The Coen brothers (Joel and Ethan) tackle the West in The Ballad of Buster Scruggs, a six-part anthology of short films in which breathtaking visual acuity couples with a morbid sense of humor and western mythology gives way to chilly existential horror. The six films -- united because they're presented as part of a book in which they're bound -- suggest crossbreeding between lurid western pulp and tales told around a campfire.
Not all of the episodes are successful and, sorry to say, stretches of the movie are duller than you might expect from the Coens. But this is a Coen brothers film and, as such, demands some attention from those who've been following the Coens since the days of Blood Simple, some 24 years ago.

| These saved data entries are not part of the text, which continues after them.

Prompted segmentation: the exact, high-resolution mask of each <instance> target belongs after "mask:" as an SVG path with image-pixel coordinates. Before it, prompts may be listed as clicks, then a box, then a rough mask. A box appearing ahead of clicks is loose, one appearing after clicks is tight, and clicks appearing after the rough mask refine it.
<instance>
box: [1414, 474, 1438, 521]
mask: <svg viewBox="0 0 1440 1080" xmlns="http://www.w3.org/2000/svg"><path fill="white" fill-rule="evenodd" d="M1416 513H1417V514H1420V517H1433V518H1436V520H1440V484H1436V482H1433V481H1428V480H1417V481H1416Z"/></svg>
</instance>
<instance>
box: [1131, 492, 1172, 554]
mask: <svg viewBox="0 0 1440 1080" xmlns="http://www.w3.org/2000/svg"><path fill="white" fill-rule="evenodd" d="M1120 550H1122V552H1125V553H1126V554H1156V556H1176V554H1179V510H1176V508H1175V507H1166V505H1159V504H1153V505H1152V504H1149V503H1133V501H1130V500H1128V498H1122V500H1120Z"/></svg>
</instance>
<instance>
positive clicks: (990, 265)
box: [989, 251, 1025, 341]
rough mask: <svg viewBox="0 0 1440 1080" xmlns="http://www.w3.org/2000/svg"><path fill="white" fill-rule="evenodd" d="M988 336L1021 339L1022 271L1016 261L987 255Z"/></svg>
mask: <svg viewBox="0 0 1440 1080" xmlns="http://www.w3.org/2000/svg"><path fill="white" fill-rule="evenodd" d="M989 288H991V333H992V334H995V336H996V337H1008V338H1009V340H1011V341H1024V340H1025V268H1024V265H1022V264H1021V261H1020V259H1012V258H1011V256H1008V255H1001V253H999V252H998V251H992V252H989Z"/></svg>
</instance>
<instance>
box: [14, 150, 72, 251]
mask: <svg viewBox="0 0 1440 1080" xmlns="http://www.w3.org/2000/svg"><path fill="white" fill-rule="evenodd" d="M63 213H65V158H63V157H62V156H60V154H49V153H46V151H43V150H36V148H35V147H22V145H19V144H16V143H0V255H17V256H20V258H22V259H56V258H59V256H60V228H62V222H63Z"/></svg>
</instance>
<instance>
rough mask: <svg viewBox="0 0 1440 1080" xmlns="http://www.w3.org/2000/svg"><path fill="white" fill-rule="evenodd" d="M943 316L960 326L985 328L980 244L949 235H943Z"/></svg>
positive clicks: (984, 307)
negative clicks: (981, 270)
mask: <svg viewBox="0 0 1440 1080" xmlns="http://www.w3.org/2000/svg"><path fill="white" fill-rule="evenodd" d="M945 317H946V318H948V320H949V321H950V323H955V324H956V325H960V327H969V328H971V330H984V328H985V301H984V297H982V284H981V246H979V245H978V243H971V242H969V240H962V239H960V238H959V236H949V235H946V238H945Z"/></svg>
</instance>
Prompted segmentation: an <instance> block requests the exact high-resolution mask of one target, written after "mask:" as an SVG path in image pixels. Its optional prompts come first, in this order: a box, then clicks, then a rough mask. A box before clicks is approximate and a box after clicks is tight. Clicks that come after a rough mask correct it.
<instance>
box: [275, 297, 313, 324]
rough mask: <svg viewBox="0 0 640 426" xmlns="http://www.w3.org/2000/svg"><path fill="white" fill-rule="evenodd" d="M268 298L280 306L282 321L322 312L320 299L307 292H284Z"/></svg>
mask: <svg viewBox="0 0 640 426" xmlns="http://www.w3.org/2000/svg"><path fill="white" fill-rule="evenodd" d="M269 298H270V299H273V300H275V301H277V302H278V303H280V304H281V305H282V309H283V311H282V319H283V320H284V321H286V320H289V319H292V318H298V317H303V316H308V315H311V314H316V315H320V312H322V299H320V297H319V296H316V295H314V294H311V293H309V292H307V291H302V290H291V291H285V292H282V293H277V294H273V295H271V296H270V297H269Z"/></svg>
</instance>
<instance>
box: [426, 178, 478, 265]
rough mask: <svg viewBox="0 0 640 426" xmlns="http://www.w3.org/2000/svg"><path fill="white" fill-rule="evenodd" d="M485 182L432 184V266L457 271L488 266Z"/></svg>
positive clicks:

In the first episode, Tim Blake Nelson plays the title character, a singing cowboy with an aggressively cheerful manner. Nelson's Buster Scruggs is also a killer who guns people down between songs. One of the movie's best episodes, this one also serves as an announcement that the Coens are hell-bent on replacing the Wild, Wild West with the Weird, Weird West.
Other chapters in the Ceon's rueful book include a story about hanging starring James Franco and a bizarre riff on wagon-train movies that focuses on a woman (Zoe Kazan) traveling west to start a new life but meeting with a sorry fate.
Then there's Meal Ticket, the story of a traveling showman (Liam Neeson) who goes from town to town with a legless, armless man called Hamilton, the Wingless Thrush (Harry Melling). Neeson's character sets Hamilton on the stage where he recites Shelley, Shakespeare and Lincoln's Gettysburg Address to increasingly sparse audiences. Hamilton's career soon will be undermined by an unlikely new entertainer.
Tom Waits portrays a lone prospector who strikes gold but must fend off trouble.
The final chapter of this blood-stained book takes place on a stagecoach where Saul Rubinek (as a Frenchman), Tyne Daly (as a rigidly upright woman), Chelcie Ross (as the always-necessary bearded old trapper), and Brendan Gleeson (as a passenger who sings a sad song) take their weird ride toward ... well ... you'll have to see the movie to discover where they all wind up.
The Coens have fun with the movie's language, which is florid and overdone, the formal-sounding speech of characters aspiring to -- but not always attaining -- eloquence.
For all the Coens wit and wiliness, The Ballad of Buster Scruggs sometimes feels caught in the pages of the book that serves as its framing device, a dusty volume that may be a sorrowful lament for a world that has been mortally wounded and has nothing left to do but stagger toward the grave.
Creative as The Ballad of Buster Scruggs can be, I'm looking forward to seeing the Coens turn the page.